Si ce n’est pas maintenant, quand ?
Josef Roberts écrit :
« J’aime les noms de lieux car ils combinent langue, histoire, culture et géographie en un seul ensemble.
Si les gens comprennent les histoires et les sens derrière nos toponymes, ils seront plus enclins à les protéger et à les promouvoir comme partie de notre patrimoine national. »
Une nation en mode colonie
En l’état, le pays de Galles pense, ressemble et agit comme une colonie tant que nous continuons d’accepter l’idiotie insultante des noms doubles.
Si nous voulons exister sur la scène mondiale, nous devons croire en nous-mêmes et en notre langue.

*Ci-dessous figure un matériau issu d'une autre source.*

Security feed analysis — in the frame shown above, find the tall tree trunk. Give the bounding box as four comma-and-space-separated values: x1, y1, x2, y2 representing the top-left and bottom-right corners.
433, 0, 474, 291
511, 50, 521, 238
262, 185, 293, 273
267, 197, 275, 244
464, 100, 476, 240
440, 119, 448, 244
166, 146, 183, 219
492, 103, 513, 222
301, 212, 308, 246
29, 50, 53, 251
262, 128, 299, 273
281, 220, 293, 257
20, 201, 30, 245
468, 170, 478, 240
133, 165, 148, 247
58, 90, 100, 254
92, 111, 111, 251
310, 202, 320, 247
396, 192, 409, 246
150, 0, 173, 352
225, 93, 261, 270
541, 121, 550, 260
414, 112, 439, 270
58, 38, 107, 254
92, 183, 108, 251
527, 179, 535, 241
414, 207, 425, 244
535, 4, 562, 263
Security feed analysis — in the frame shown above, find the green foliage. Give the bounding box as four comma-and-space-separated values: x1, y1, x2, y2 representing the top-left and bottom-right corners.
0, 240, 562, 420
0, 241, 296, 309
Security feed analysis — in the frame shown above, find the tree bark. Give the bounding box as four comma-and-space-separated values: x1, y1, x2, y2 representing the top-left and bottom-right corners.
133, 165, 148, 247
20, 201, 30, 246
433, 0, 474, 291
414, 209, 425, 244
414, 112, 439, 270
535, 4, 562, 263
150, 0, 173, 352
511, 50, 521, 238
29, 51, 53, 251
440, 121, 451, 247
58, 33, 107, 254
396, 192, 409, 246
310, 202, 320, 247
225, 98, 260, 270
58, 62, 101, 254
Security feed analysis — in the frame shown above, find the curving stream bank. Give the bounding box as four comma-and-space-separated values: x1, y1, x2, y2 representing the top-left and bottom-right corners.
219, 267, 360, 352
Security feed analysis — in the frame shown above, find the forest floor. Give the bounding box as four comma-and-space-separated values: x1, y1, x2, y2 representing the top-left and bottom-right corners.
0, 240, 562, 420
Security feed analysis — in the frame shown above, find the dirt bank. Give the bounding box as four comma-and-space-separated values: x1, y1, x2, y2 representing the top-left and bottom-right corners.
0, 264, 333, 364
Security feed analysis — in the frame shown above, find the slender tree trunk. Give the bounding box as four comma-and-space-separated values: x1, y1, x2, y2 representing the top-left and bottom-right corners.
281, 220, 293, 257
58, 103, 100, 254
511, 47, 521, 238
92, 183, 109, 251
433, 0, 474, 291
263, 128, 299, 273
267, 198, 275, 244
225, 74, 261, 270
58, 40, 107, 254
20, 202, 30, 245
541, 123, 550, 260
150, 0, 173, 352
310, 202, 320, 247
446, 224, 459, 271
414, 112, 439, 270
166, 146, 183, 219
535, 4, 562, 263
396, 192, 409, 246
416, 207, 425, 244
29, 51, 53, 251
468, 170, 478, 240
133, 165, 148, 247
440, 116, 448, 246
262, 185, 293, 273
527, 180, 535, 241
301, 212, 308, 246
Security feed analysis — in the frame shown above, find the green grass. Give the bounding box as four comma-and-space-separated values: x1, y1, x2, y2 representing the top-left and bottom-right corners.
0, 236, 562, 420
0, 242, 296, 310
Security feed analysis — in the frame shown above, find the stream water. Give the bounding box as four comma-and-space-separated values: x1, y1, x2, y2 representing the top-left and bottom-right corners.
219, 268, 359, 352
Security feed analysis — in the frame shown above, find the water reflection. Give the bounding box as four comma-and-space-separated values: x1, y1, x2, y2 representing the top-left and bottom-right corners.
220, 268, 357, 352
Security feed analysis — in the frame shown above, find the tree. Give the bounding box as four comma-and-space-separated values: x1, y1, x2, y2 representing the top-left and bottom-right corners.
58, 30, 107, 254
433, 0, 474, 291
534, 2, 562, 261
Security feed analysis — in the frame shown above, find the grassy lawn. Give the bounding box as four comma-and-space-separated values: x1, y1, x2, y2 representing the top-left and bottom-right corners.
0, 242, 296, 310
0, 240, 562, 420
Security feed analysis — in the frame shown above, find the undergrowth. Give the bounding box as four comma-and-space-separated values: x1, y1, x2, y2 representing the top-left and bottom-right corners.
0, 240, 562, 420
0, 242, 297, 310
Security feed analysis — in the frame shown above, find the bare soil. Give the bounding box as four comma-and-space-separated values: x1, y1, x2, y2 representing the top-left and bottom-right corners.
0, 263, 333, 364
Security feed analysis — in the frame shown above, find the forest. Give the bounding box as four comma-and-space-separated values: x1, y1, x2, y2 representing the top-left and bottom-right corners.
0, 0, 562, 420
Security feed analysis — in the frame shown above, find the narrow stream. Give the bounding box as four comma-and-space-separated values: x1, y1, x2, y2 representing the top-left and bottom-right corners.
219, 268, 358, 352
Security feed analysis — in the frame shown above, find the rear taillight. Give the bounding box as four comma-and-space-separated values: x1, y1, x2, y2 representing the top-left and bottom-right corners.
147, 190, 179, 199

Si nous ne le faisons pas, pourquoi quelqu’un d’autre le ferait-il ?
Imaginez le renouveau qu’apporterait une nation utilisant uniquement sa langue pour nommer ses propres lieux.
Comme pour Bannau, cela ouvrirait des portes immenses en termes de reconnaissance – et d’investissement, pour ceux qui ne voient la valeur que par l’économie.
C’est une blessure que nous pourrions guérir en une nuit : une nation unie, où gallophones et non-gallophones chantent la même mélodie, géographiquement et linguistiquement.
Une terre où les noms de lieux sont « de ce sol, de cette île… ».
Où ils sont, pardonnez mon biais, de la pure poésie.
Où ils nous appartiennent.
Et en Bretagne ?
Au Pays de Galles / Cymru, la dynamique autour de la signalétique bilingue s’accélère. Certaines appellations anglaises disparaissent même totalement pour laisser place aux noms gallois originels, porteurs d’histoire et d’identité.
Cette reconquête toponymique interroge forcément la Bretagne.
Ici aussi, les noms anciens portent notre mémoire collective. Ici aussi, ils disent qui nous sommes. Alors, une question s’impose. Quand les Monts d’Arrée retrouveront-ils officiellement, et partout, leur nom véritable : Menez Are ?
Ce nom est le seul qui vaille. Celui qui ancre notre pays dans sa propre langue, sa propre géographie, sa propre dignité.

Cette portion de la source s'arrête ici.